Ripetendo: Ti ringrazio Gesù di avermi crocifissa per amore, divenne ella stessa un esempio di gratitudine per la vita ricevuta. In effetti la sua vita terrena fu ricca non di eventi e opere grandiose, ma di grazia e di adesione totale al volere di Dio nella semplicità quotidiana”.
Ripetendo le parole dell’esortazione apostolica ‘Gaudete et Exsultate’ il card. Semeraro ha sottolineato la potenza di Dio che opera nella debolezza: “Quella della santità, infatti, è la storia della forza di Dio nella debolezza umana. Così è stato per la Vergine Maria: ‘Grandi cose ha fatto per me l’Onnipotente’; così per tutti. La santità è, come insegna papa Francesco, proprio l’incontro della debolezza umana con la forza della grazia”.
Nel saluto iniziale l’arcivescovo di Crotone – Santa Severina ed amministratore apostolico dell’arcidiocesi Catanzaro ‐ Squillace, mons. Angelo Raffaele Panzetta, ha sottolineato che la santità delle due beate si colloca nella coerente sequela a Gesù:
“In questa luce possiamo dire che Nuccia e Mariantonia hanno annunciato e testimoniato un Dio che esce dai nostri schemi, si sporca le mani con la nostra umanità malata, che si fida e scommette su di noi. Un Dio che ci stupisce ed investe sulle nostre fragilità per farle diventare risorse e splendido ornamento.

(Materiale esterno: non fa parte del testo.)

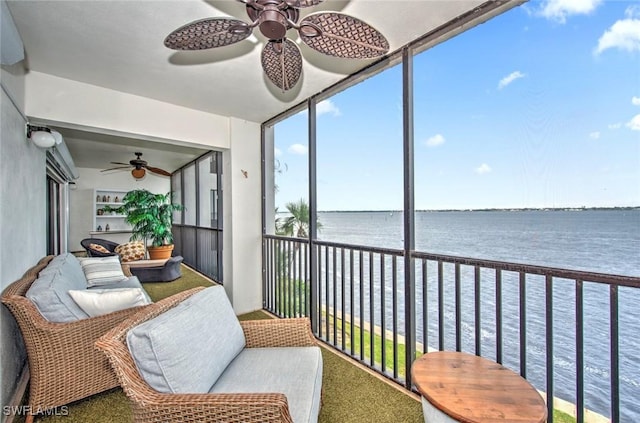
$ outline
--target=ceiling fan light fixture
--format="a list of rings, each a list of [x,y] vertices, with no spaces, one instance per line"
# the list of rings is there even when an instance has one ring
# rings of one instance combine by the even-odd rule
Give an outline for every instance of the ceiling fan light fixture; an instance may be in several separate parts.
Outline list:
[[[144,169],[140,168],[140,169],[132,169],[131,170],[131,176],[133,176],[135,179],[142,179],[144,178],[145,174],[147,172],[145,172]]]

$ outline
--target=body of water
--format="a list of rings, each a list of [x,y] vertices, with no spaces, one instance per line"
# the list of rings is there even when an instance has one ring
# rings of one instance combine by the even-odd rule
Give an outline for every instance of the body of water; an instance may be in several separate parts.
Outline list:
[[[403,248],[402,212],[321,212],[321,240]],[[640,210],[447,211],[416,213],[416,250],[426,253],[640,276]],[[472,269],[466,272],[470,273]],[[483,276],[484,277],[484,276]],[[545,390],[544,278],[527,279],[527,378]],[[463,350],[474,351],[473,276],[462,274]],[[467,281],[467,282],[464,282]],[[471,282],[468,282],[471,281]],[[452,280],[445,281],[446,324],[455,319]],[[554,282],[555,395],[575,402],[575,284]],[[375,289],[380,289],[377,286]],[[416,298],[423,298],[417,283]],[[437,291],[429,286],[427,344],[437,347]],[[390,287],[385,285],[385,291]],[[519,371],[519,303],[516,274],[503,277],[503,362]],[[390,298],[391,295],[387,295]],[[495,287],[482,285],[483,355],[495,351]],[[378,307],[379,308],[379,307]],[[389,308],[389,307],[386,307]],[[418,306],[417,309],[421,307]],[[640,288],[619,290],[621,421],[640,422]],[[379,312],[379,310],[377,310]],[[358,314],[359,310],[354,310]],[[385,310],[388,321],[392,318]],[[421,312],[420,312],[421,313]],[[431,316],[434,313],[435,317]],[[399,319],[403,316],[400,304]],[[367,317],[367,313],[365,313]],[[374,317],[374,321],[376,318]],[[401,327],[403,324],[401,322]],[[417,316],[418,333],[422,315]],[[610,415],[609,290],[585,284],[585,403]],[[451,330],[445,349],[455,349]],[[422,341],[422,339],[418,339]]]

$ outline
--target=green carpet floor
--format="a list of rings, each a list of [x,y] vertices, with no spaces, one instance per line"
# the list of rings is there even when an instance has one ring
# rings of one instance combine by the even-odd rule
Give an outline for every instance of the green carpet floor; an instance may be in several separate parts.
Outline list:
[[[168,283],[145,283],[149,296],[157,301],[196,286],[211,286],[197,272],[182,266],[182,277]],[[269,319],[262,311],[240,316],[241,320]],[[323,403],[320,423],[422,423],[420,402],[355,366],[327,348],[322,348]],[[118,423],[132,419],[131,408],[121,389],[95,395],[69,405],[65,416],[36,418],[47,423]],[[16,419],[16,421],[22,421]]]

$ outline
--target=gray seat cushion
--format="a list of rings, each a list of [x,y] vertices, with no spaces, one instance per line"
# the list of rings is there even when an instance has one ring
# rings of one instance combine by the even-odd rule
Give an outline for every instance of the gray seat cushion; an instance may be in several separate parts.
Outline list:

Questo Dio continua a stupirci oggi perché ha scelto queste sue due umili serve per manifestarsi e rendersi presente. Si tratta di due donne straordinarie, accomunate dalla sofferenza, dalla malattia, dalle prove e dal sacrificio:
esse, con una serenità costante ed eroica, per 60 anni hanno forgiato nella fragilità della loro immobilità la loro fedeltà alla volontà di Dio, diventando progressivamente un’offerta d’amore per l’umanità.
Tale risultato è stato raggiunto attraverso il nutrimento dell’Eucaristia, nella luce costante della Parola di salvezza e nella compagnia della devozione mariana”.